Les négociations entre Orange et Bouygues sont suffisamment mises en avant pour que chacun cherche à anticiper les ressorts et les points les plus sensibles d’une opération complexe et incertaine. Les quatre protagonistes du marché français des télécoms ont un intérêt partagé pour s’entendre sur un scénario qui verrait la disparition d’un des opérateurs, avec la perspective de mettre fin aux guerres des prix à répétition.

Le marché français rejoindrait alors une configuration à trois acteurs, à l’instar de celle qui existe en Allemagne et qui est annoncée au Royaume-Uni et en Italie. Cette opération est toutefois singulière, dans la mesure où elle met en œuvre le N°1 des marchés fixe, mobile et entreprises. Essayons de résumer pour chaque acteur les données d’une opération qui pourrait constituer un terrain fertile d’analyse pour les experts de la théorie des jeux.

Les autorités en charge de la concurrence, et dans une moindre mesure de la réglementation, sont dans une situation délicate car elles ne peuvent se désintéresser d’une opération qui permettrait de rétablir un secteur dont les revenus n’ont cessé de baisser depuis 2008 et dont les lourds investissements conditionnent pour une part la transition numérique du pays. Mais cela ne peut se faire qu’au prix d’une remise en cause d’une concurrence effective entre les opérateurs. Contrairement aux opérations de fusion observées en Europe sans impliquer le N°1, qui pour être autorisées s’accompagnent de remèdes ponctuels, les autorités vont devoir justifier, à travers les modalités imposées pour la répartition des fréquences, des infrastructures, des abonnés, des boutiques et des emplois, un modèle d’organisation du marché des services des télécoms en France assez largement transformé. On entrevoit les risques que l’on associe à une «concurrence administrée».

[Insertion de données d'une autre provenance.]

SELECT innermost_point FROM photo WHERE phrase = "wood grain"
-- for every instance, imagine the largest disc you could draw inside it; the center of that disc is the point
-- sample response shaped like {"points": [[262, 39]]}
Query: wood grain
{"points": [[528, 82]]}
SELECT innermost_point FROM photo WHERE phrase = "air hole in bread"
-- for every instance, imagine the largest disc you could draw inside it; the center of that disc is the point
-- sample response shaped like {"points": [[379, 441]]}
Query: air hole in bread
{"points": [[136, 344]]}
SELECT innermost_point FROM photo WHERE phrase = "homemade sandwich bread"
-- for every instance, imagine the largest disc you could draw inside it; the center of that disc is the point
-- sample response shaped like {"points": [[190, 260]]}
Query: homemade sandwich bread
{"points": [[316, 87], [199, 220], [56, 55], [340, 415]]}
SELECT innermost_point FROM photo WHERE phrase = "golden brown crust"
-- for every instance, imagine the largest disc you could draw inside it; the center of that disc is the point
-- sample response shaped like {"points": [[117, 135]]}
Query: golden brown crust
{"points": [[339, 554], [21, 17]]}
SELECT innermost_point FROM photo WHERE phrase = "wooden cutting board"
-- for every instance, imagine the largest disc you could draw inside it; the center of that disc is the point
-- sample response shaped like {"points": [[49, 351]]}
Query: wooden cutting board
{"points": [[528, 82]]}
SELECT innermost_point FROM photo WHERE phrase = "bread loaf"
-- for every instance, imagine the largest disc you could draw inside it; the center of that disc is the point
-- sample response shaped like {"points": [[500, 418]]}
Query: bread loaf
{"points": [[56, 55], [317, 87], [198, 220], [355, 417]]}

Bouygues s’inscrit dans la perspective d’échanger, sur la base d’une valorisation favorable, le contrôle de son opérateur contre du cash et une participation substantielle dans un groupe leader. Le risque est de ne pas l’obtenir le prix premium attendu et d’avoir, en cas d’échec, fait perdre aux équipes, voire aux clients, une partie de la confiance dans la trajectoire de l’opérateur.

Orange ne peut pas se contenter de supporter les risques d’une telle opération sans avoir d’autre objectif que de faire le travail de consolidation dans l’intérêt de tous, à l’exception de celui de ses actionnaires. Il lui faut arriver à faire partager aux acquéreurs des actifs auxquels il doit renoncer, la charge du prix premium consenti à Bouygues. Il faut pour cela pouvoir compter sur une certaine concurrence. Il lui faut aussi anticiper les avantages qu’il va perdre en cédant à ses concurrents des actifs, par exemple ceux assurant aujourd’hui à Orange et Bouygues Telecom une avance sur le marché de la 4G. Enfin, le cash dégagé au terme de l’opération doit permettre à Orange soit d’accélérer ses investissements en France et sur ses autres marchés pour renforcer ses positions, soit de reprendre l’initiative dans la consolidation européenne du secteur.

SFR et Iliad sont certainement intéressés à se renforcer par l’acquisition d’actifs. Leurs équipes et leurs banquiers doivent toutefois déterminer les niveaux de prix plafonds, compatibles avec leur endettement, et au-delà desquels il serait jugé plus intéressant de pousser les investissements marketing et commerciaux pour gagner des abonnés, ou d’augmenter les investissements dans les réseaux. Il leur faut aussi, dans cet exercice, éviter de se retrouver en concurrence entre eux ou avec des tiers.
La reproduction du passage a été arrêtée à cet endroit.